Radetzky-Marsch, marsch!
Text: Peter Baumgartner
Die Grüne Kulturverteidigungs-Abgeordnete hat eine eigene Vorstellung vom Neujahrskonzert – und teilt diese Vorstellung mit uns: Radetzky-Marsch geht gar nicht. Dieses Kriegsgetrampel in der heutigen Zeit und überhaupt diese Huldigung einer „Unperson“. Noch dazu pascht der ganze Saal dazu! Also echt jetzt. Schon war die schönste Boulevard-Schlagzeile geboren.
„Bliamale! Das hast super gemacht.
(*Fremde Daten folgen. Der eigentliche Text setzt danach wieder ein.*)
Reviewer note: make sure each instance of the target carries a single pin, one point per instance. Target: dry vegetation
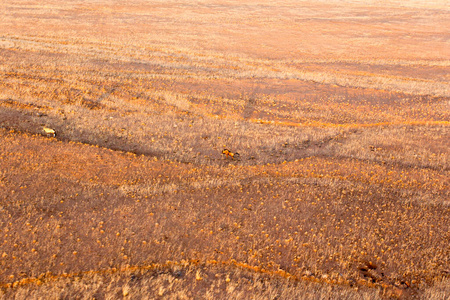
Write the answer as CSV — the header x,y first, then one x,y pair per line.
x,y
340,113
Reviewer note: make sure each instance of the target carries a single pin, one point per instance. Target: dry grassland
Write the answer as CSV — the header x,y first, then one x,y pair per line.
x,y
339,110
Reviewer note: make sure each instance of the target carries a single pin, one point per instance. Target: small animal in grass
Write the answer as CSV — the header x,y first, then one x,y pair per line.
x,y
228,154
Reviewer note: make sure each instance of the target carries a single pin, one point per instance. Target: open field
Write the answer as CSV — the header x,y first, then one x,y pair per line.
x,y
339,110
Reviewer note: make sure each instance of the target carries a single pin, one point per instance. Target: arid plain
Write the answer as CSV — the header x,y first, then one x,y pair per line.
x,y
339,110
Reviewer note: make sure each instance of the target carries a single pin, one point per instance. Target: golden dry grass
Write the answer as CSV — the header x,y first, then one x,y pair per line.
x,y
339,112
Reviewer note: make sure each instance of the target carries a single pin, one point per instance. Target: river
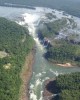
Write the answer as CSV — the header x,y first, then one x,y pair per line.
x,y
42,69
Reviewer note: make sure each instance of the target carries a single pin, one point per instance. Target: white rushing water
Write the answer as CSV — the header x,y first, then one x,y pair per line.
x,y
42,69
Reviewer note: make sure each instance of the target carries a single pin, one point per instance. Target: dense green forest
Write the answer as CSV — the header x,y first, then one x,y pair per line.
x,y
68,86
62,50
15,44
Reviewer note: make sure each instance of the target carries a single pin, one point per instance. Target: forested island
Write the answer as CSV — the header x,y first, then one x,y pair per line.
x,y
64,87
15,45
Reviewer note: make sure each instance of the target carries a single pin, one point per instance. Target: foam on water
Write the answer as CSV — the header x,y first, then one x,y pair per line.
x,y
31,19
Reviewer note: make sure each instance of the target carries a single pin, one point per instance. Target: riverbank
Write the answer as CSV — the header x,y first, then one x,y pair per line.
x,y
26,74
49,89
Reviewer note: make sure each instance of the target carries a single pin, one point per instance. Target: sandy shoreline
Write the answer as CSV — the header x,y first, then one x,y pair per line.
x,y
26,75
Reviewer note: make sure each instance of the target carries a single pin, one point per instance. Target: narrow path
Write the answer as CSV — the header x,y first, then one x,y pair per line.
x,y
25,76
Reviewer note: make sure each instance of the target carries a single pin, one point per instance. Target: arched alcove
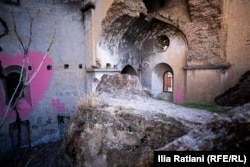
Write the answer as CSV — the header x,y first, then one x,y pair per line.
x,y
128,69
163,81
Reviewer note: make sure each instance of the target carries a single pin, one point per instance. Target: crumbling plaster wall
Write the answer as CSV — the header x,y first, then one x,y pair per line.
x,y
210,28
237,16
50,101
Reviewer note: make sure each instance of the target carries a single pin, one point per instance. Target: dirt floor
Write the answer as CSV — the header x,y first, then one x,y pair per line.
x,y
43,155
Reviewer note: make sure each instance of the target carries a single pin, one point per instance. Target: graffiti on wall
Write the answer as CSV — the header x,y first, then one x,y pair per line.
x,y
35,90
58,105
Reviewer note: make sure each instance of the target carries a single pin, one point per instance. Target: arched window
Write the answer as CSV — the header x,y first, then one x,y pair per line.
x,y
128,69
168,81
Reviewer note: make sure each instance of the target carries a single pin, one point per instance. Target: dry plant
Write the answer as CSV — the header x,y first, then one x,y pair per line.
x,y
88,101
24,75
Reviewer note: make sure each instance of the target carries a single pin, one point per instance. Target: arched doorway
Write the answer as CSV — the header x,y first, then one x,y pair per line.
x,y
128,69
162,82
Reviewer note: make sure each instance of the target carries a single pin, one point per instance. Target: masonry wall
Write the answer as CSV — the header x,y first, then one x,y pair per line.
x,y
49,100
238,40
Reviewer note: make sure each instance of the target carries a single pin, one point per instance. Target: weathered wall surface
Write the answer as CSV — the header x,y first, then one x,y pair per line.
x,y
238,40
49,100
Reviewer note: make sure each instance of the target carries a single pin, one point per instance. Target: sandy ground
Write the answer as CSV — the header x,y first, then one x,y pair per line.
x,y
149,107
44,155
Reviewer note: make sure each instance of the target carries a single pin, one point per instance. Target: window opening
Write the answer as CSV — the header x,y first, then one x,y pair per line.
x,y
168,82
12,80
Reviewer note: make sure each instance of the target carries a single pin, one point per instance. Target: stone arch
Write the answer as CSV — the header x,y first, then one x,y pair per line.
x,y
128,69
158,81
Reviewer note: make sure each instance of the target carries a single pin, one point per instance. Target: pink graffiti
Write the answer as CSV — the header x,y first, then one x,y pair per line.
x,y
180,96
37,88
60,107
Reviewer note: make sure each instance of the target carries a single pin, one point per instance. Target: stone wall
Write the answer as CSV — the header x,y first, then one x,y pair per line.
x,y
48,102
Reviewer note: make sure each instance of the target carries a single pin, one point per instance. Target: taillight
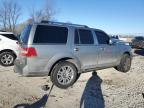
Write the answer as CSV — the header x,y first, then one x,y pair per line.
x,y
28,52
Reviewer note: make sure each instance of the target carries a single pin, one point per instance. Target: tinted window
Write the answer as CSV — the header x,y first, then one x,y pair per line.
x,y
102,37
139,38
76,37
10,36
51,34
25,34
85,36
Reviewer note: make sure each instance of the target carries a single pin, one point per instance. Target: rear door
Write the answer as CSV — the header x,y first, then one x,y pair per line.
x,y
85,48
108,54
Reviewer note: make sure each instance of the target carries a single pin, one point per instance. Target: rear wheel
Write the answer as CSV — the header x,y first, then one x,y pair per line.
x,y
64,74
7,58
125,63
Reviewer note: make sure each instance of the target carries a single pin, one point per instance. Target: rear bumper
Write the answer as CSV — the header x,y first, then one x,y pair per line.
x,y
25,71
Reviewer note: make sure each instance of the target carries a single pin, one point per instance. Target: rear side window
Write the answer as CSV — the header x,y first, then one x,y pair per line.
x,y
51,34
25,34
10,36
83,37
102,37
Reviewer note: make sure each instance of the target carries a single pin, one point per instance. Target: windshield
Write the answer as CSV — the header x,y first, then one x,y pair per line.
x,y
25,34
Danke herzlich. 1000 Bussi!!! Mit Deinem Radetzky-Sager hast Du mir mindestens zwei Tage Ruhe verschafft. Die ganze rohe Volksmasse hat sich nur mit Dir beschäftigt. Du verdienst echt den Medien-Märtyrer-Orden in Gold.“ So ähnlich muss die Danksagung geklungen haben. Bei seltenen gewordenen Verschnaufpausen kennt Nehammers Dankbarkeit nämlich keine Parteigrenzen. Selbst Grüne können sich seiner Dankbarkeit sicher sein, wenn sie die Medien etwas von seiner Person ablenken. Mit dem Radetzky-Aufklärer hat die Grüne „Kulturexpertin“ sogar die versammelte Medienlandschaft auf sich konzentriert. Tagelang! Vom Leserbrief eines Adeligen bis hin zu den öffentlich-rechtlichen TV-Stationen. Dazu Postings ohne Ende. „Sollte ich heuer die Wahl gewinnen, mache ich die zur Zensurministerin“ – dachte sich wohl Nehammer.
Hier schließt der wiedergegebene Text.